Slipped through the cracks

Successful ladies smoke weed! Plus: A conservative women's calendar, and plus-size models in Glamour

By Jessica Roy

Published October 2, 2009 11:30PM (EDT)

This week, you might have heard a few things about Roman Polanski. But that certainly wasn't all that happened. It was, perhaps not coincidentally, also a big week for debates about what constitutes child pornography: A poster for the upcoming "Battlestar Galactica" prequel, "Caprica," featured cherubic 22-year-old actress Alessandra Torresani looking eerily adolescent, and the Tate Modern in London removed a controversial photo of a naked 10-year-old Brooke Shields from an upcoming exhibit. Meanwhile, the health care debates took another unfortunate turn when the Senate Finance Committee voted to appropriate $50 million of federal funds for abstinence-only sex education, and we feared many women could lose insurance coverage for women's health needs unless reform laws are rewritten. With so much scandal and outrage, it was all too easy for some stories to slip through the cracks:

Marie Claire discovers not all stoners are lazy burnouts

The mag interviewed a slew of successful, career-minded women who prefer smoking a joint at the end of a long, hard day to sipping their merlot. "They cut a wide swath across the professional spectrum… looking nothing like the blotto hippie teens of 'Dazed and Confused' or the unemployed, out-of-shape schlubsters who are a staple of the Judd Apatow canon," wrote Yael Kohen. "By all outward appearances, they are card-carrying, type A workaholics who just happen to prefer kicking back with a blunt instead of a bottle." Jezebel took issue with the magazine's apparent obsession with the women's thin figures (despite their penchant for pot), which New York went out of the way to emphasize.
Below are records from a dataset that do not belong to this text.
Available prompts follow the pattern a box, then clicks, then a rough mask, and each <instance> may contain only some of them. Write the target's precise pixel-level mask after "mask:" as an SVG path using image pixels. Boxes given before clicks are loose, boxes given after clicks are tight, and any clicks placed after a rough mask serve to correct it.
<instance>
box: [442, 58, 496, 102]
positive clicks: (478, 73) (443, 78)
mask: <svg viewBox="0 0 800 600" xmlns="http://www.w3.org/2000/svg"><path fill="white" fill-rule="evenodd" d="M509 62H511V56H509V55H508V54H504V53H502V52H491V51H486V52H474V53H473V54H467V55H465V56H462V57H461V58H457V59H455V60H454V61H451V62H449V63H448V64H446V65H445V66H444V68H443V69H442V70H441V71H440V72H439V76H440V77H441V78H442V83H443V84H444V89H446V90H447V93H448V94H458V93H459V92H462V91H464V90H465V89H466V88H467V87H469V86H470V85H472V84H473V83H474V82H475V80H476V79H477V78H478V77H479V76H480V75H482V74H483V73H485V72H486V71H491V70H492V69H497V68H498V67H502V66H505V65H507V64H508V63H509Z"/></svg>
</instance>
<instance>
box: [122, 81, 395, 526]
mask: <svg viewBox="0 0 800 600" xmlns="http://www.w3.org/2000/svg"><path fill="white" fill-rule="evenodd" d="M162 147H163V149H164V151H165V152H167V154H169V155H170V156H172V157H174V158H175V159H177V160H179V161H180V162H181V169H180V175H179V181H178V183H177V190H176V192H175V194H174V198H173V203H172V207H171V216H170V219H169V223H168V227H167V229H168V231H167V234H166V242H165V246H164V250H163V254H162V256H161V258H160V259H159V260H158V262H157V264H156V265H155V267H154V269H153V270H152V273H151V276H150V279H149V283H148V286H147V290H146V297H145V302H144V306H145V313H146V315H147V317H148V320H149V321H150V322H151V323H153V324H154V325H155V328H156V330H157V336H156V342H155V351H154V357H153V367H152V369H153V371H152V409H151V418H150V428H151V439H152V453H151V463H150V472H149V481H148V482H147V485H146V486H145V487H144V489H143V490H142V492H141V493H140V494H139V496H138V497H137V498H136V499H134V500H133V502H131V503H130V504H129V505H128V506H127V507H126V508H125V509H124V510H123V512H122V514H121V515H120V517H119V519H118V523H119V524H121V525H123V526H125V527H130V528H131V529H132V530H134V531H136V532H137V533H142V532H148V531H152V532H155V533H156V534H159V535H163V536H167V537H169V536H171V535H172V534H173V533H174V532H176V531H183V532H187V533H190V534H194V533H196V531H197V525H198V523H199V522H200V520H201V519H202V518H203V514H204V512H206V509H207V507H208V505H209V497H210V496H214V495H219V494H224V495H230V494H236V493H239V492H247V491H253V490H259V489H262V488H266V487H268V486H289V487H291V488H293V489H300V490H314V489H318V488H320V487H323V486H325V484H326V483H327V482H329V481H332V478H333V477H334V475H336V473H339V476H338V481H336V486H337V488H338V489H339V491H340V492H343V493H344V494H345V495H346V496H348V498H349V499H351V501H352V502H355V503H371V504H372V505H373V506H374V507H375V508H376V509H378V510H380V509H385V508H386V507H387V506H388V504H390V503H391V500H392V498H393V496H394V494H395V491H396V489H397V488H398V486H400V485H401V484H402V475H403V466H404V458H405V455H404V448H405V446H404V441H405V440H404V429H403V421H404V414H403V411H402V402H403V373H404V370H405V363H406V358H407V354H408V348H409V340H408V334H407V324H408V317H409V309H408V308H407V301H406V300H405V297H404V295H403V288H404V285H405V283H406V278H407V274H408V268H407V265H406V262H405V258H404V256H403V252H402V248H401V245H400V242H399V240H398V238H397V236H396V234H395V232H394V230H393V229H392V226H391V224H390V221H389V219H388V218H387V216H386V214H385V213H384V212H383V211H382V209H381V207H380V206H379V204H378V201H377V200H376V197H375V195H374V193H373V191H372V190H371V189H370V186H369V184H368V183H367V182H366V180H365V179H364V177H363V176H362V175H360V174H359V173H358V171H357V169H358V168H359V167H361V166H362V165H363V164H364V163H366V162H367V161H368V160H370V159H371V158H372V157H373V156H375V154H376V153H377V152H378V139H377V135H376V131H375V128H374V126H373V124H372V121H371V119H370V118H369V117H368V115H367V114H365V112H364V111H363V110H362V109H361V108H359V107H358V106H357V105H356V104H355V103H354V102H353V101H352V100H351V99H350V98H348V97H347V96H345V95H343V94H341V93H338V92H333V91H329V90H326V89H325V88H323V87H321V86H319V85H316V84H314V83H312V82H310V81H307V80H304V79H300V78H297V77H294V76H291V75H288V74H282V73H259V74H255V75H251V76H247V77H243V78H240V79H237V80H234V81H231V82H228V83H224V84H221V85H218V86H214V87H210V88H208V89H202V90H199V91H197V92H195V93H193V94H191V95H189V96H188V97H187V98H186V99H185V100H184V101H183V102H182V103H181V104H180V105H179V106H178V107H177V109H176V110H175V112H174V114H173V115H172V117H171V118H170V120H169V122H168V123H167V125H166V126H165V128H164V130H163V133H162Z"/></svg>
Calendar girls: All the conservative ladies

The Clare Booth Luce Policy Institute released a calendar featuring some of America's best-looking conservative women. The calendar roster will sound familiar to those who read the now-removed Love-to-Hate Playboy article released last June: Anti-"13 year old sex clinic" Republican Rep. Michelle Bachmann appears on the list, along with dethroned Miss USA pageant winner Carrie Prejean. And yes, there will be Ann Coulter.

A campus magazine of her own

Plenty of female-oriented magazines target teens and the 30+ demographic, but what about college-aged women, those whose needs fall somewhere  between "what to wear at prom" and "how to keep your marriage interesting"? With this market gap in mind, three female Harvard students have launched Her Campus, a "hub for everything college women need to know about today, with articles on Style, Health, Love, DormLife, Career, World, and much more." Unfortunately, what Her Campus's founders seem to think plagues college women -- anything from "joining a sorority to combating the 'freshman 15' weight gain to decoding what the text message from that guy you like really meant" -- reeks of a shallowness reminiscent of the dull ladymags the site is meant to depart from.

Of course, Her Campus is in its infancy -- it soft launched just a few weeks ago and has only recently begun to garner attention from other media outlets. Hopefully such a great concept can find better ways to marry fun and feminism as it develops its content, and readership.

Protests make way for a freer public life for Iranian women
July's protests may not have toppled Mahmoud Ahmadinejad, but as the New Yorker reported, it represented a new era for women living under the repressive regime. Women not only actively participated in the protests, but many manipulated regime tactics by exploiting their roles as mothers in order to save fellow male protestors. For 30 years the women of Iran have been subjected to the reign of the morality police, with many afraid of being arrested for wearing too much makeup or exposing even a wisp of hair. But these protests may serve as a catalyst for a discussion about women's rights in the Islamic Republic.

Glamour's plus size models talk about body image on Ellen
Four of the plus size models featured in Glamour's November issue appeared on "Ellen" to discuss their experiences in a size-0 dominated profession. Kate Dillon recounted her struggles with anorexia, and Jezebel called Ellen out for "failing body acceptance 101."